In 212 BC, during the Second Punic War, the Romans were suffering crushing defeats against Hannibal and the Carthaginians, despite one good victory at Syracuse. Frustrated, they consulted with Marcius, an ancient seer, for his reading of the Sibylline Oracles and the Carmina Marciana. He advised them to hold games in honor of the Greek god of the sun, Apollo, for his aid in banishing the Carthaginians from Italy. The games were called the Ludi Apollinares. This is a category of roman republic coins.
The oracle laid out the management of the games. The praetor urbanis was responsible for supervising the games. Ten men were assigned the sacrifices according to Greek rites. The senate, under advisement of the oracle, set the payment to the praetor as 12,000 ases to be used for the sacrifices and other expenditures. The sacrifices to Apollo were very specific too – a bull with gilt horns and two white goats with gilt horns. Along with the other sacrifices, an offering was also made of a heifer with gilt horns to Latona, Romanized Greek goddess of Leto, mother of Apollo.
The games in 212 BC were held in the Circus Maximus and only lasted one day. Citizens all gave a contribution to help defray the expenses. Spectators wore chaplets for the celebration. Matrons performed supplications, everyone ate their meals in the propatulum (an unroofed area) with open doors, and the entire day was filled with ceremonies and various rites. C. Sulla was praetor at that time.
In 211 BC, the praetor Calpurnius made a proposal and the senate decreed the games should be held again, along with the renewal of the vows. Originally, the games were an appeal to Apollo for the specific purpose of his assistance in the war, but four years later, in 208 BC, a plague broke out in Rome and the surrounding area. The senate decided to bring the games back and make them a permanent event. When they were held varied during 211-209 BC, but in 208 BC when the plague hit, the praetor urbanis, P. Licinius Varus, brought a bill forward to declare the Ludi Apollinares to be held on Pridie Nonas Quintilis (the day before the Nones of Quintilis, or July 6).

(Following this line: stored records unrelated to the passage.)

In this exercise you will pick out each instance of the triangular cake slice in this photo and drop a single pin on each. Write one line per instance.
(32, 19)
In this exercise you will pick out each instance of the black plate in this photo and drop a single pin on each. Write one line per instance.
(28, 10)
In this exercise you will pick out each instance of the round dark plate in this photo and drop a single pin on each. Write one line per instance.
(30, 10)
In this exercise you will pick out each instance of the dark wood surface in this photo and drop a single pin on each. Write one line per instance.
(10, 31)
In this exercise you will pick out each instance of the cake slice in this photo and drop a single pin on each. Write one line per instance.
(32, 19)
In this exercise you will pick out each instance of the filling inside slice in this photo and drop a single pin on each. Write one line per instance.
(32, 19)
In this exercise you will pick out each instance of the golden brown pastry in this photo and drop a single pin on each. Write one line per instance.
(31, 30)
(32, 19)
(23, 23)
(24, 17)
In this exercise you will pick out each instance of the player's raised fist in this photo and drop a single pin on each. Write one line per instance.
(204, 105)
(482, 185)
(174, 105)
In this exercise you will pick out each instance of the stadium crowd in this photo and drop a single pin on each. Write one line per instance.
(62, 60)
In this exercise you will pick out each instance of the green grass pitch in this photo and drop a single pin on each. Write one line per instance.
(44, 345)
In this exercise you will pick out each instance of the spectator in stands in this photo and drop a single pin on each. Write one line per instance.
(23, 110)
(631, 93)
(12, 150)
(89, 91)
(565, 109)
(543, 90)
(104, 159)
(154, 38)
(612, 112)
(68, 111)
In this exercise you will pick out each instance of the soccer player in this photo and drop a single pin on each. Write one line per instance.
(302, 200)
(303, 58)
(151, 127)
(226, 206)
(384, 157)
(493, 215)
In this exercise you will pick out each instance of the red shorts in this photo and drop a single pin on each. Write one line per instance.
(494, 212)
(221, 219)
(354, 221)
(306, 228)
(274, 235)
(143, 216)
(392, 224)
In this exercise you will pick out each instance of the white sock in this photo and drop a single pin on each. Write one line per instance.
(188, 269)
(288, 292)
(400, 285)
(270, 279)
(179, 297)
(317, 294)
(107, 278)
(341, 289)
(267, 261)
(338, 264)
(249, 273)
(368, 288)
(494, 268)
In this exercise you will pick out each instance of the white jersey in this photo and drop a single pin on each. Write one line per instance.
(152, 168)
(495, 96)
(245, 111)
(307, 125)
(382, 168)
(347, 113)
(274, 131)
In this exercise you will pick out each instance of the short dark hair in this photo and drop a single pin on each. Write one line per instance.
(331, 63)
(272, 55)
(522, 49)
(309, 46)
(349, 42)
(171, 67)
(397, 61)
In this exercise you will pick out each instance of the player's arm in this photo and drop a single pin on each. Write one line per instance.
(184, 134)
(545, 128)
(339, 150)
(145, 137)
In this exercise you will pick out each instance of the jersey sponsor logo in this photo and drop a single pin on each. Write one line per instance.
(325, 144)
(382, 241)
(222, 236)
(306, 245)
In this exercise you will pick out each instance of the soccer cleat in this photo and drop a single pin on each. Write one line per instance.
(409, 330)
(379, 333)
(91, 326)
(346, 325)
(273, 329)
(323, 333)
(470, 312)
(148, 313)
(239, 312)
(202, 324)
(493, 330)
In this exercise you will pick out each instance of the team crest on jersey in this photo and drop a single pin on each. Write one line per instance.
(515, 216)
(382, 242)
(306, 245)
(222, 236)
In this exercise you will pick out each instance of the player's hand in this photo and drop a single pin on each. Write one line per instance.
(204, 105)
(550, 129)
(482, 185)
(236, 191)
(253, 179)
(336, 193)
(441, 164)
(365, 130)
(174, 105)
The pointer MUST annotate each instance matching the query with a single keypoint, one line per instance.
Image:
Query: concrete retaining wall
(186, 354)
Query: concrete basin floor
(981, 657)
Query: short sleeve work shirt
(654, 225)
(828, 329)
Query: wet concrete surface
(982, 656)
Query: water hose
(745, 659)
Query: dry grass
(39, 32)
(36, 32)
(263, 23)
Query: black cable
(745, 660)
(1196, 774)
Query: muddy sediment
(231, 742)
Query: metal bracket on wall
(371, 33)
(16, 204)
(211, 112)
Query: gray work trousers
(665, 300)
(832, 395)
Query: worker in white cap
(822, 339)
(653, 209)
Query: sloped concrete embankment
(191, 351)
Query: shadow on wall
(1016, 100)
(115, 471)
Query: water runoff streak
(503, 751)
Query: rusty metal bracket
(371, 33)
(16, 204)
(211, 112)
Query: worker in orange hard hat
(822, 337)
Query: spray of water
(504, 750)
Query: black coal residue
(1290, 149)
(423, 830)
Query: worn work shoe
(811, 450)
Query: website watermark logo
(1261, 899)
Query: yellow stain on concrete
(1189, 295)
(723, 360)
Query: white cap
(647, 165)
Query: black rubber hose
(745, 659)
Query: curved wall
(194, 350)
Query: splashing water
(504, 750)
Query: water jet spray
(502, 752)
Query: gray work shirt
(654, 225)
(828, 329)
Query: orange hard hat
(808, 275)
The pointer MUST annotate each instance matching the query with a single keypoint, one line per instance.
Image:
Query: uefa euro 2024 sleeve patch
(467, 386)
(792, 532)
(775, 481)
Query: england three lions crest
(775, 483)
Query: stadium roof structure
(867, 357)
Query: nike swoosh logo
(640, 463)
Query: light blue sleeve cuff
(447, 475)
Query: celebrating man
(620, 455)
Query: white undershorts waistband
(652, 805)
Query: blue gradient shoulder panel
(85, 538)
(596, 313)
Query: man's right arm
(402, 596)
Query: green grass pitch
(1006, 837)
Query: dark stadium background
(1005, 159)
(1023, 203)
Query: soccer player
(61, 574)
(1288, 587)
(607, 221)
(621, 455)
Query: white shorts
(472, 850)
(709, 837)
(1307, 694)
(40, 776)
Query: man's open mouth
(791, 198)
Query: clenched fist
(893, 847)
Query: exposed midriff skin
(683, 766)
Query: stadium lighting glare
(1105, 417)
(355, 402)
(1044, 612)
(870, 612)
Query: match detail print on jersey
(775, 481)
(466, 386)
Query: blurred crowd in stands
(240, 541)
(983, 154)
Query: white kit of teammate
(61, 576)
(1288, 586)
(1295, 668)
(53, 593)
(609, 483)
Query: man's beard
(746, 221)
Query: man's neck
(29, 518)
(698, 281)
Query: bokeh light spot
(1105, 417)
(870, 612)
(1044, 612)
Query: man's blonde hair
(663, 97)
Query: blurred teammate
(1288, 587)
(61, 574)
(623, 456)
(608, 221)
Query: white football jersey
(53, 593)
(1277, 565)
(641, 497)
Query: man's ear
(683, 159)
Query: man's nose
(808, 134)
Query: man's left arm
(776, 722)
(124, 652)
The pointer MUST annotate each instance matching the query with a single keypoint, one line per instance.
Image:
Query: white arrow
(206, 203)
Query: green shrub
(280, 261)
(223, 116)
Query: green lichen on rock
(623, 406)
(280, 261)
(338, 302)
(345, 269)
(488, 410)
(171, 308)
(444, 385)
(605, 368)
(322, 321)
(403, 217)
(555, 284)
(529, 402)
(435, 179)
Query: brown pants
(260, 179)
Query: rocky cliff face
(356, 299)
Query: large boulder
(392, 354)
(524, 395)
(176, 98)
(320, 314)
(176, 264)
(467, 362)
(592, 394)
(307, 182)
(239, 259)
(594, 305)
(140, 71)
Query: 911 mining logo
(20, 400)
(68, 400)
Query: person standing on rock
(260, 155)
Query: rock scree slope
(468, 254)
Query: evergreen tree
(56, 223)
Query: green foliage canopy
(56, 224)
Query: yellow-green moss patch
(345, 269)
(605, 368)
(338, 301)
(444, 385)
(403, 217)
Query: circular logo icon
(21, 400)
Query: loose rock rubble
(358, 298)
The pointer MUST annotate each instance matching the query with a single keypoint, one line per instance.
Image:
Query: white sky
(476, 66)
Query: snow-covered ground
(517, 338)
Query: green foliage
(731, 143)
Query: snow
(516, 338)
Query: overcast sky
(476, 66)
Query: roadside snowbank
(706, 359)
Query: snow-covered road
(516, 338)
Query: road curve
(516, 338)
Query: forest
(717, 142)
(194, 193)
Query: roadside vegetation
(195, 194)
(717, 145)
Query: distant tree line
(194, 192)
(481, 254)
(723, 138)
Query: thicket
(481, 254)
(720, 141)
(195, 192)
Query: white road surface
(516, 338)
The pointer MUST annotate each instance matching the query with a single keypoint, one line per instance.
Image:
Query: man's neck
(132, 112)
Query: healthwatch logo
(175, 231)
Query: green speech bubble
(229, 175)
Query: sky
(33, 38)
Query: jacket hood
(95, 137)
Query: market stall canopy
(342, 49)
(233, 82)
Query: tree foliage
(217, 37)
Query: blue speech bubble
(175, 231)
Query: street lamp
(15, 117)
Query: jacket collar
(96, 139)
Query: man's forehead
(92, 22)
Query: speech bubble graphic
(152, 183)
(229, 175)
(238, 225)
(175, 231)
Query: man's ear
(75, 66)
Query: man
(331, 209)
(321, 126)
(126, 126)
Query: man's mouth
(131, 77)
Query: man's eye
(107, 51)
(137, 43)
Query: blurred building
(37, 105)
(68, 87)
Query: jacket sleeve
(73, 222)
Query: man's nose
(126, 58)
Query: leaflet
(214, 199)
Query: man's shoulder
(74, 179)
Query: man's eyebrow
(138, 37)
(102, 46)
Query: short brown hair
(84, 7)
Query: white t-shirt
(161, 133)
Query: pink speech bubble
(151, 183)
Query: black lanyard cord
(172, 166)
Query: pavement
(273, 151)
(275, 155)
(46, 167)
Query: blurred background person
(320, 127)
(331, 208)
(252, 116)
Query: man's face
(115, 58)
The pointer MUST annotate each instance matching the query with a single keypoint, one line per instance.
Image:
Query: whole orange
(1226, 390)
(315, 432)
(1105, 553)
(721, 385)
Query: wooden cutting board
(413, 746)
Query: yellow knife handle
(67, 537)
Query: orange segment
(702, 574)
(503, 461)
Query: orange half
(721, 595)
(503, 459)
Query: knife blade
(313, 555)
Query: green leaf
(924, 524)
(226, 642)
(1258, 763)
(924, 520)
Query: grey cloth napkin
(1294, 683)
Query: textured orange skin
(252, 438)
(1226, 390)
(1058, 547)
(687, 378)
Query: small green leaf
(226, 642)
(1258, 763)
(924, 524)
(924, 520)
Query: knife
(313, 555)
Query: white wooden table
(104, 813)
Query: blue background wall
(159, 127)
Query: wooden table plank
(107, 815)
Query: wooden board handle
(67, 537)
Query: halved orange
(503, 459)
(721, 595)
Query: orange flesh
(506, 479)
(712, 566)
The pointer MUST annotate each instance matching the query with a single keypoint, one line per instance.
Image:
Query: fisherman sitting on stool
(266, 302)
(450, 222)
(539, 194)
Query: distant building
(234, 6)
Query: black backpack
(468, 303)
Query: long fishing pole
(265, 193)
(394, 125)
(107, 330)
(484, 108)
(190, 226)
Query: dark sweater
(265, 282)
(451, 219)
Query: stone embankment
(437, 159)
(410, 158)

Livy has an alternate history of the games. He suggested that C. Calpurnius Piso made the games permanent in 211 BC, instead of P. Licinius Varus in 208 BC. The two versions seem to overlap with the senatorial decrees, but Livy maintains since the annual games continued without disruption from 212 BC onward, the focus of the games was to appeal to Apollo for victory, instead of protection of the public health against plague.
Regardless of the reasons of health or victory, the games continued over the next two centuries, becoming an eight-day festival beginning on July 6 and the primary sacrifice occurring at the end of the celebration, on July 13.